The most difficult part of having a mother who was friends with a swarm of male strippers is that I had no interest in their bods, and that my rampantly heterosexual mother was disappointed that she couldn’t bond with me as a fellow lover of men. Mom thought that, because I mooned over Johnny Depp and Luke Perry, that she was raising a heterosexual daughter, ignoring the fact that I mooned even harder over Samantha Fox and Shannen Doherty; that I cried with longing for Cindy Crawford; that I desperately wanted Winona Ryder to love me.

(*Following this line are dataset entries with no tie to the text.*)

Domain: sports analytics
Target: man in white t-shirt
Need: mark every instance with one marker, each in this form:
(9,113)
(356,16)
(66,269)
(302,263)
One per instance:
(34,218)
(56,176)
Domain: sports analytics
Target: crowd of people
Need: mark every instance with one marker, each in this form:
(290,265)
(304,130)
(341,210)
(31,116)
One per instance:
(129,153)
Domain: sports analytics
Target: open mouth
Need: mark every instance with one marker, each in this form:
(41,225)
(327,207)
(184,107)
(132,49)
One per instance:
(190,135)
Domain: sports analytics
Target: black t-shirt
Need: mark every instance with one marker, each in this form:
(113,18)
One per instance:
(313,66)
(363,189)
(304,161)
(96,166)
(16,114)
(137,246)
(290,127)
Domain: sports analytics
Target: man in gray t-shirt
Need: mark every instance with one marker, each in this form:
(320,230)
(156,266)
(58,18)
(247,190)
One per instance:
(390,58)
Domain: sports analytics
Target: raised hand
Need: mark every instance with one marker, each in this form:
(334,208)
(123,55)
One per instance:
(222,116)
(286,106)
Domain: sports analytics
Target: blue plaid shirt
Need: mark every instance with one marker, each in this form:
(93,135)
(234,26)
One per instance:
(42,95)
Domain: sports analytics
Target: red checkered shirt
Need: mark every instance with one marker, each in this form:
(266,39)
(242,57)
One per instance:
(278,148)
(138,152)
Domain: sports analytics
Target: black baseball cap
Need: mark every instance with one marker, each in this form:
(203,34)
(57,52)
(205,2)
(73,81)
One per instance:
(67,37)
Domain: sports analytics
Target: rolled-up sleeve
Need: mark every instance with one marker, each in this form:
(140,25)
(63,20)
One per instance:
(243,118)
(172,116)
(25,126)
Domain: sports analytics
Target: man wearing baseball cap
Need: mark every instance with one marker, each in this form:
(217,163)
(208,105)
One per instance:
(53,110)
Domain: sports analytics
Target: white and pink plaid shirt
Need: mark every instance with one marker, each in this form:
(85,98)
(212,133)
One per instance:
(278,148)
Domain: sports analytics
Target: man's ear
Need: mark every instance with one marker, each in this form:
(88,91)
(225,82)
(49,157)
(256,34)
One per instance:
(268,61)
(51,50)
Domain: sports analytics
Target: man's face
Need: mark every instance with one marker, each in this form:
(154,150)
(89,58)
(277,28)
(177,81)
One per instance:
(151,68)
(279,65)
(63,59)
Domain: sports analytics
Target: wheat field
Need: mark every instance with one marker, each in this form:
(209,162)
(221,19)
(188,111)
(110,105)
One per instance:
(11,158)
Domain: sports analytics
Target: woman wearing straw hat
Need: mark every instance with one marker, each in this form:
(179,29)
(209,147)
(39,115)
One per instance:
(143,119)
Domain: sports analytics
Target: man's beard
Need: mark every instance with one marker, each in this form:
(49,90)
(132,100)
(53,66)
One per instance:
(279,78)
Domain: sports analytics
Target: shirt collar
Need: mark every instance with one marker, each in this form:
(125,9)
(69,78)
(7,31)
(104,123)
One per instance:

Mom encouraged me to hang up a promo picture of the horde of fellas on my wall, which didn’t go at all with my ripped-from-Seventeen-and-Bop-magazine decor. Instead I hung them on the outside of my bedroom door (a life sized poster of Patrick Swayze and Jennifer Grey already covered the inside). It was great! I could hang the stupid poster and never had to look at it! Papa, however, had to look at it every time he walked from his bedroom to the bathroom, and insisted that if I could have a topless men poster hanging on my door, then my brothers could have topless women photos hanging from their doors, nevermind the fact that none of us should have had topless people pictures hanging from any of our doors. The poster was removed soon after the argument was raised.
Even though interacting with these young robust men was a little scary, the stories of my interactions with them are still some of my favourites. I mean, c’mon! Hollywood! Rocky Krueger! Flaming thong! That’s a childhood most kids only imagine in their wildest Candy Land dreams! Not me. I lived it.